2. Lehr and Related Cases.

The majority also attempts to make an equal protection argument grounded in Lehr v. Robertson, 463 U.S. 248, 103 S.Ct. 2985, 77 L.Ed.2d 614 (1983), and other related cases which address the possibility of recognizing a protected liberty interest in a “natural father’s” biological connection to “his illegitimate child.” Those cases recognize a protected liberty interest only where the natural father has “come forward to participate in the rearing of his child.” Id. at 261, 103 S.Ct. 2985. Noting that Appellant developed a relationship with the child in this case, the majority claims that “it would pose a substantial equal protection problem to deny a unwed genetic mother” the same constitutional protection that the Supreme Court has recognized for a similarly-situated natural father under Lehr. However, the question of whether the Lehr due process analysis should be extended to this situation really has nothing to do with equal protection. In other words, the protections of the Equal Protection Clause apply to legislative classifications, not Supreme Court cases.

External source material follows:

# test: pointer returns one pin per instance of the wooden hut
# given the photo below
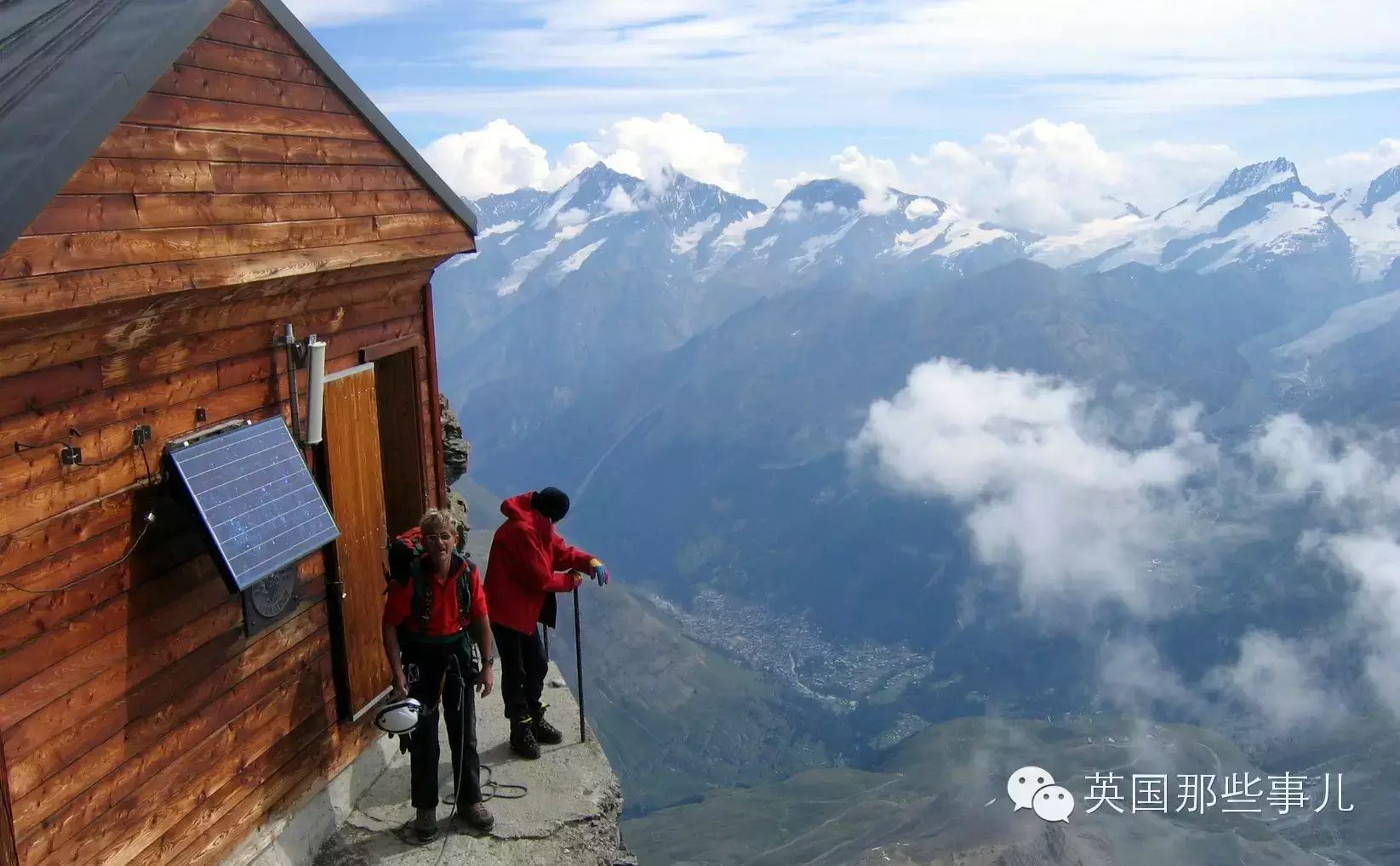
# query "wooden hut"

The easy response to Lehr is that it is not an assisted reproductive technology case. Significantly, the Lehr majority noted that: “‘The mother carries and bears the child, and in this sense her parental relationship is clear.’” Id. at 260, 103 S.Ct. 2985 (quoting Caban v. Mohammed, 441 U.S. 380, 397, 99 S.Ct. 1760, 60 L.Ed.2d 297 (Stephens, J., dissenting)). Because Lehr deals with rights of a natural father, it’s analysis does not translate to Appellant, who is not a natural parent. This is clear from Michael H. v. Gerald D., 491 U.S. 110, 109 S.Ct. 2333, 105 L.Ed.2d 91 (1991), in which the Court refused to extend Lehr even to a natural father where doing so would interfere with the “family unit accorded traditional respect in our society” and would require the state to recognize two legal fathers.

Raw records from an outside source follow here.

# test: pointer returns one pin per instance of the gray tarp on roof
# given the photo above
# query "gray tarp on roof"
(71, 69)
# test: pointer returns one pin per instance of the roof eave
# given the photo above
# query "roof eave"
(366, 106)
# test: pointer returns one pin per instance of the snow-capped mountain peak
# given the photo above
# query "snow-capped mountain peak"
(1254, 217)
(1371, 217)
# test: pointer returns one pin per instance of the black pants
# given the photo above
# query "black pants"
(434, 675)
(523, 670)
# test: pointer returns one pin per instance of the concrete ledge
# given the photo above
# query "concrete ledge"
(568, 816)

Michael H. involved an “adulterous” relationship between Michael H. and a married woman, Carol D., during a time when Carol was separated from her husband, Gerald D. A child, Victoria, was born out of the relationship, who Michael held out to others as his own and treated as his own. Michael, Carol and Victoria even lived together for a time, while Carol and Gerald remained separated. However, Carol later reconciled with Gerald, and began denying Michael access to Victoria. Michael sued for visitation rights, arguing that under the Lehr line of cases he had a recognized liberty interest as a natural father who had participated in the rearing of his child and had developed a relationship with her. Part of the evidence presented to the trial court was a psychologist’s recommendation that it would be in Victoria’s best interest to maintain the relationship with Michael. The Supreme Court rejected Michael’s argument. As explained in Justice Scalia’s plurality opinion, fundamental liberty interests are only recognized if they are “interest[s] traditionally protected by our society” that are “ ‘so rooted in the traditions and conscience of our people as to be ranked as fundamental.’ ” Id. at 122, 109 S.Ct. 2333 (quoting Snyder v. Massachusetts, 291 U.S. 97, 105, 54 S.Ct. 330, 78 L.Ed. 674 (1934)).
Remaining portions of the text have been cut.